A third generation object-oriented process model : roles and architectures in focus
|Organizations:||University of Oulu, Faculty of Science, Department of Information Processing Science
University of Oulu, Infotech Oulu
|Online Access:||PDF Full Text (PDF, 1.1 MB)|
|Persistent link:|| http://urn.fi/urn:isbn:9514258371
|Publish Date:|| 2000-11-21
|Thesis type:||Doctoral Dissertation
|Defence Note:||Academic Dissertation to be presented with the assent of the Faculty of Science, University of Oulu, for public discussion in the room HR144, Linnanmaa, on December 8th, 2000, at 12 noon.
Professor Kai Koskimies
Professor Kaisa Sere
This thesis examines and evaluates the Object-Oriented Client/Server (OOCS) model, a process model that can be used when IT organizations develop object-oriented client/server applications. In particular, it defines the roles in the development team and combines them into the process model. Furthermore, the model focuses on the client/server architecture, considering it explicitly. The model has been under construction for several years and it has been tested in a number of industrial projects. Feedback from practice has thus been an important source when the model has been evolving into its current form. Another source for evolution has been other process models and technical progress in this field. This thesis reveals the theoretical and practical aspects that have influenced the model's characteristics and developmnt.

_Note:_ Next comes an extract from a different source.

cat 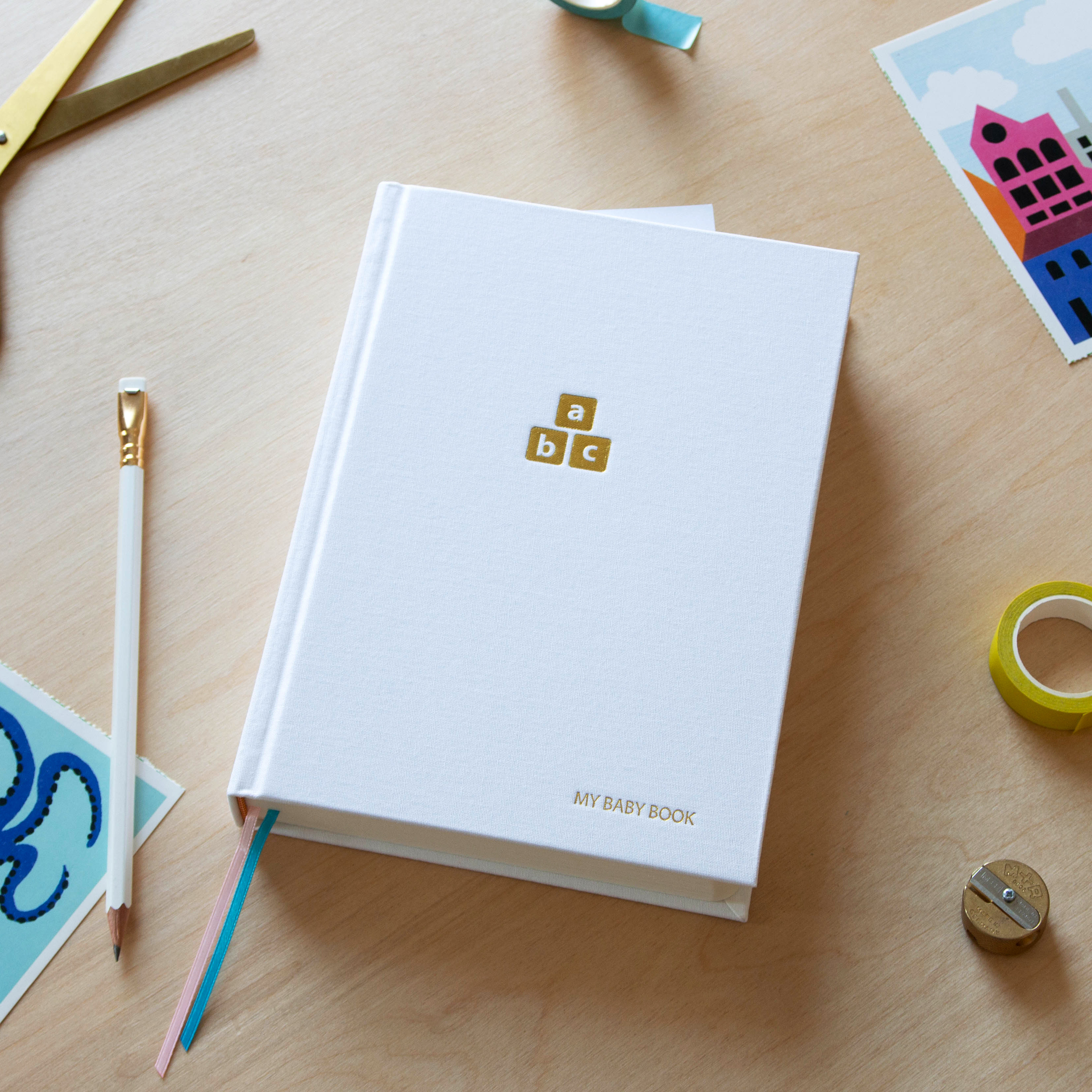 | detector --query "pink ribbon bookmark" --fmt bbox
[155,807,259,1077]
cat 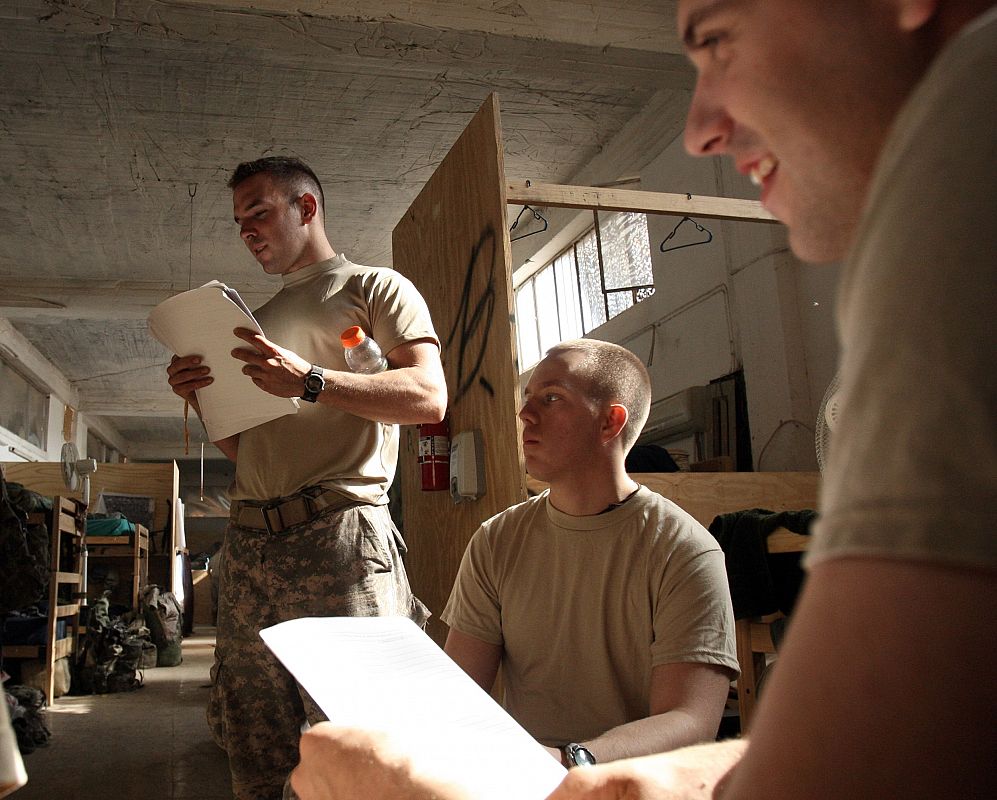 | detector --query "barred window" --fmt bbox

The object-oriented paradigm has been the driving force when creating the OOCS model. The first object-oriented development models were, however, both inadequate and contradictory to each other. The OOCS model utilizes the best practices from these early models. The model also defines artifacts to be delivered in each phase. The artifacts are synchronized with the Unified Modeling Language (UML), a new standard modeling notation.
From the very beginning the OOCS model has included a strong client/server viewpoint, which is not stated so clearly in other object-oriented models. A three-tier division of the application (presentation, business logic, data management) can be found in each phase. This division has become crucial in recent years, when applications have been built on distributed architecture. The team-based roles included in the model are based on the work of a few other researchers, although this topic has not gained the importance it should have had. Namely, it is people that develop the application and their involvement in the process should be stated explicitly. The roles of the developers are closely connected to the OOCS process model via the concept of activities included in the model. The roles concentrate mainly on project members, but company-level aspects have also been considered.
This thesis summarizes the work carried out in the last five years. It shows how the model has evolved in practice and how other models have contributed to it. The team-based OOCS model is in use in some IT organizations. The cases presented in this thesis illustrate how to adapt the model into specific organizational needs.